Clinical Differential Diagnoses
Common endocrine presentations of hypothalamic and pituitary disorders are central (vasopressin deficient) diabetes insipidus, hypopituitarism, precocious puberty, delayed/early puberty, and amenorrhea.
In a patient with diabetes insipidus and bitemporal hemianopsia, consider masses of the sella and suprasellar region including tumors, inflammation, infection, and vascular lesions.
Imaging Differential Diagnoses
Pediatric sellar and suprasellar masses can include craniopharyngioma, optic-hypothalamic glioma, germ cell tumor, Langerhans cell histiocytosis, hypothalamic hamartoma, pituitary adenoma, Rathke cleft cyst, arachnoid cyst, inflammatory, and granulomatous disease.
Craniopharyngioma is a benign tumor originating from remnants of the Rathke pouch with admixed solid tissue, coarse calcifications, and complex cysts of varying size and composition. Tumor walls can be very adherent to surrounding brain parenchyma with associated vasogenic edema.
Optic pathway-hypothalamic gliomas are infiltrative tumors with T2-hyperintense signal, facilitated diffusion, and variable contrast enhancement.

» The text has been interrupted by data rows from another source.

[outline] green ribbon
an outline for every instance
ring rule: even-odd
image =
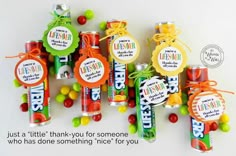
[[[134,84],[138,78],[144,77],[150,79],[153,76],[154,70],[152,69],[152,65],[148,64],[148,66],[142,71],[135,71],[129,74],[129,79],[134,79]]]

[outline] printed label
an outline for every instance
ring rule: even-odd
[[[131,36],[121,36],[110,44],[110,54],[119,63],[133,62],[139,55],[139,44]]]
[[[164,79],[155,76],[142,83],[144,83],[144,85],[140,88],[140,93],[149,104],[161,105],[167,100],[168,88]]]
[[[16,79],[25,86],[36,86],[46,78],[45,64],[37,58],[19,61],[15,67]]]

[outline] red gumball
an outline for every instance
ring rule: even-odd
[[[70,98],[67,98],[67,99],[64,100],[64,106],[66,108],[72,107],[73,104],[74,104],[74,101],[72,99],[70,99]]]
[[[27,112],[27,111],[28,111],[28,103],[22,103],[22,104],[20,105],[20,110],[21,110],[22,112]]]
[[[93,115],[92,119],[93,119],[93,121],[98,122],[102,119],[102,114],[100,113],[100,114]]]
[[[137,117],[135,114],[130,114],[128,117],[128,121],[130,124],[135,124],[137,122]]]
[[[78,18],[77,18],[77,22],[80,24],[80,25],[84,25],[86,22],[87,22],[87,19],[86,19],[86,17],[85,16],[79,16]]]
[[[134,108],[136,106],[135,100],[134,99],[130,99],[128,101],[128,107],[129,108]]]
[[[176,123],[176,122],[178,121],[178,116],[177,116],[175,113],[171,113],[171,114],[169,115],[169,121],[170,121],[171,123]]]

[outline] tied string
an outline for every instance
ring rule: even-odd
[[[191,48],[187,44],[185,44],[180,39],[178,39],[178,35],[180,33],[181,33],[180,30],[176,30],[176,31],[169,32],[169,33],[157,33],[152,37],[152,39],[156,43],[160,43],[160,42],[165,41],[168,45],[171,45],[172,42],[178,41],[180,44],[185,46],[189,51],[191,51]]]
[[[32,57],[37,57],[37,56],[41,56],[41,50],[39,48],[34,48],[33,50],[27,52],[27,53],[23,53],[20,52],[18,55],[15,56],[6,56],[5,58],[23,58],[23,57],[27,57],[27,58],[32,58]]]
[[[82,43],[84,44],[84,48],[79,50],[79,53],[82,56],[86,56],[86,57],[93,57],[94,54],[98,53],[98,50],[92,48],[91,46],[91,42],[90,42],[90,38],[88,35],[83,35],[83,39],[82,39]]]
[[[126,30],[126,28],[124,28],[124,26],[122,25],[124,21],[120,21],[120,23],[117,26],[114,26],[114,28],[109,28],[106,30],[106,35],[105,37],[101,38],[99,41],[105,40],[108,37],[114,36],[114,35],[118,35],[120,36],[124,36],[129,34],[129,32]]]
[[[187,85],[185,86],[185,88],[192,88],[193,90],[195,89],[200,89],[200,90],[208,90],[208,91],[212,91],[213,93],[209,93],[209,94],[205,94],[205,95],[211,95],[214,94],[216,92],[224,92],[224,93],[229,93],[229,94],[235,94],[234,92],[231,91],[227,91],[227,90],[220,90],[220,89],[215,89],[213,87],[217,86],[217,82],[214,80],[208,80],[208,81],[204,81],[204,82],[199,82],[196,84],[192,84],[189,81],[187,81]],[[189,91],[191,92],[191,91]]]
[[[145,77],[147,79],[150,79],[153,75],[153,72],[154,72],[154,70],[152,69],[152,65],[149,64],[144,70],[135,71],[135,72],[129,74],[129,79],[134,79],[134,83],[140,77]]]
[[[61,15],[56,15],[55,13],[51,13],[51,15],[54,17],[52,22],[50,22],[48,24],[49,27],[53,27],[55,25],[58,25],[58,24],[66,24],[66,23],[71,23],[71,19],[70,18],[67,18],[67,17],[64,17],[64,15],[66,13],[68,13],[70,10],[65,10],[64,12],[62,12]]]

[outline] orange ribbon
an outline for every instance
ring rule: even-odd
[[[19,57],[19,58],[22,58],[22,57],[30,58],[30,57],[40,56],[40,55],[41,55],[41,50],[39,48],[34,48],[33,50],[31,50],[31,51],[29,51],[27,53],[20,52],[16,56],[6,56],[5,58],[16,58],[16,57]]]
[[[212,91],[213,93],[216,92],[224,92],[224,93],[229,93],[229,94],[235,94],[234,92],[231,91],[227,91],[227,90],[220,90],[220,89],[215,89],[213,88],[214,86],[217,86],[217,82],[214,80],[207,80],[204,82],[198,82],[196,84],[190,83],[191,81],[187,81],[187,85],[185,86],[185,88],[192,88],[192,89],[200,89],[200,90],[208,90],[208,91]],[[191,90],[189,91],[191,92]],[[213,93],[209,93],[209,94],[213,94]],[[206,95],[209,95],[206,94]]]
[[[84,35],[83,43],[84,43],[85,47],[79,50],[79,53],[82,56],[93,57],[95,53],[98,53],[98,50],[94,49],[91,46],[90,39],[89,39],[88,35]]]

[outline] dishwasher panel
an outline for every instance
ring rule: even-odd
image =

Germ cell tumors are heterogeneous midline tumors that arise near the midline with heterogeneous solid-enhancing tissue and restricted diffusion, cystic/hemorrhagic changes, and calcifications. CSF dissemination is common.
Langerhans cell histiocytosis preferentially involves the infundibulum with a thickened appearance. Additional sites of osseous involvement may be present in the cranium, jaw, or skeleton with lytic and “beveled edge” appearance.
Hypothalamic hamartomas are sessile or pedunculated masses of ectopic gray matter with similar signal characteristics but more disorganized appearance ( Fig. 43.2 ).